Pavilion in the Trees (1993)
by Martin Puryear
Lansdowne Glen, Horticulture Center Grounds
Pavilion in the Trees is one of the earliest public works by Martin Puryear, an important African American artist and one of the leading American sculptors working today. Inspired by the universal childhood longing for a treehouse, the Pavilion was commissioned by the Association for Public Art as part of its Form and Function program, and is still a much-loved place to relax and enjoy nature from a birds-eye view. A sixty-foot walkway leads across a natural basin to an observation platform – a square deck covered by a latticed canopy – that rises twenty-four feet above the ground.
Law, Prosperity, and Power (1880)
by Daniel Chester French
Mann Center Grounds
The artist Daniel Chester French is well known as the creator of the Lincoln Memorial statue in Washington, D.C., and in Philadelphia, he sculpted the General Grant equestrian along Kelly Drive. His Law, Prosperity, and Power at the Mann Center idealizes the government in a lyrical form and material – marble – and was originally commissioned for the Post Office Building at 9th and Chestnut Streets. When that building was destroyed in 1937, the sculpture was given to the city and relocated to Fairmount Park with the help of the Association for Public Art (then the Fairmount Park Art Association).
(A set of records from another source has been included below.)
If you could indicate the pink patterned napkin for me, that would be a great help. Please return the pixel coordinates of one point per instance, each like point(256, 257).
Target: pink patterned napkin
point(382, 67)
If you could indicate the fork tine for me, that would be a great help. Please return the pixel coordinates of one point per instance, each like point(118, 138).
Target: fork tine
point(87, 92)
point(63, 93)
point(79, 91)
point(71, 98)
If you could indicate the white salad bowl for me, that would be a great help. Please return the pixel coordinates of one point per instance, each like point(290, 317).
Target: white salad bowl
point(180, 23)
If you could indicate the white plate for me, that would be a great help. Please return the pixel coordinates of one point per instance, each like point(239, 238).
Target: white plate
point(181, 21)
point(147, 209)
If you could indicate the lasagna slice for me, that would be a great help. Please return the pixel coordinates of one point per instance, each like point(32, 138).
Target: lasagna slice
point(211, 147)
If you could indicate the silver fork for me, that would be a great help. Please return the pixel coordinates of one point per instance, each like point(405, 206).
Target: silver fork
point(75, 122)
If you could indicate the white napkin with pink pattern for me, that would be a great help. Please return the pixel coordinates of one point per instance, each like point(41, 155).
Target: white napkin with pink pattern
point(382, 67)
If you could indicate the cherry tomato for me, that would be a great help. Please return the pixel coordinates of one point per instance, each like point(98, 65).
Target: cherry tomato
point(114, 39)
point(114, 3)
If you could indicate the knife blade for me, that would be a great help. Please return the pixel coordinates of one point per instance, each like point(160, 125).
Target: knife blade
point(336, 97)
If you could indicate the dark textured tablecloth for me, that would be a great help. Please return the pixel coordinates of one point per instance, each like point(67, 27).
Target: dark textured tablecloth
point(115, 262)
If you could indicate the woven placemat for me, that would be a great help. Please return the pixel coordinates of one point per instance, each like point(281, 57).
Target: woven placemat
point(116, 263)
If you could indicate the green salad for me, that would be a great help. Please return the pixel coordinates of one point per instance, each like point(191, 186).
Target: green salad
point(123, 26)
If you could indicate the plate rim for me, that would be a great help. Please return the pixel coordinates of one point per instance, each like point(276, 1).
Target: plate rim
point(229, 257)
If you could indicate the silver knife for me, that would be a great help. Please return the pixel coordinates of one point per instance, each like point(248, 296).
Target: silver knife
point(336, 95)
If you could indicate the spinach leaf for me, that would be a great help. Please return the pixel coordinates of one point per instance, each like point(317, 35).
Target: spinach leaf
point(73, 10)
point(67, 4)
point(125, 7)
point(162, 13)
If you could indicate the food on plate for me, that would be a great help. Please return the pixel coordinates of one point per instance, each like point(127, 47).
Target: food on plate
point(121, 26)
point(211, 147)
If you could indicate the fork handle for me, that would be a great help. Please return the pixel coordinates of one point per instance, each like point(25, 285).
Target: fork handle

NOTE: Contact the Mann Center at firstname.lastname@example.org for access to this work.
Florentine Lions (1849)
Mann Center Entrance
This pair of bronze lions in front of the Mann Center are based upon originals at the 14th century Loggia dei Lanzi in Florence, Italy. Cast in 1849 from figures at the Imperial Head Mechanical Works near St. Petersburg, Russia, the lions once guarded Bartram Hall, the mansion of industrialist Andrew M. Eastwick near Philadelphia’s Bartram’s Garden. Eastwick purchased the lions when he and his business partners were in Russia to build engines and cars for the St. Petersburg & Moscow Railroad. The sculptures were donated by Mrs. Eastwick to the Association for Public Art (then the Fairmount Park Art Association) and given to the park in 1887.
Vincenz Bildhauer Pilz
Memorial Hall Entrance
In front of Memorial Hall, which was a main building for the 1876 Centennial Exhibition, stands two massive winged horses and their muses from Greek mythology: Erato, who represents love poetry and carries a lyre, and Calliope, who represents epic poetry and carries a scroll. Originally designed for an opera house in Vienna but deemed out of scale, the sculptures were purchased by Philadelphia businessman Robert H. Gratz and donated to the City for the Centennial. In 2017, the Pegasus sculptures underwent major conservation due to corrosion and structural issues, requiring the sculptures to be disassembled piece by piece.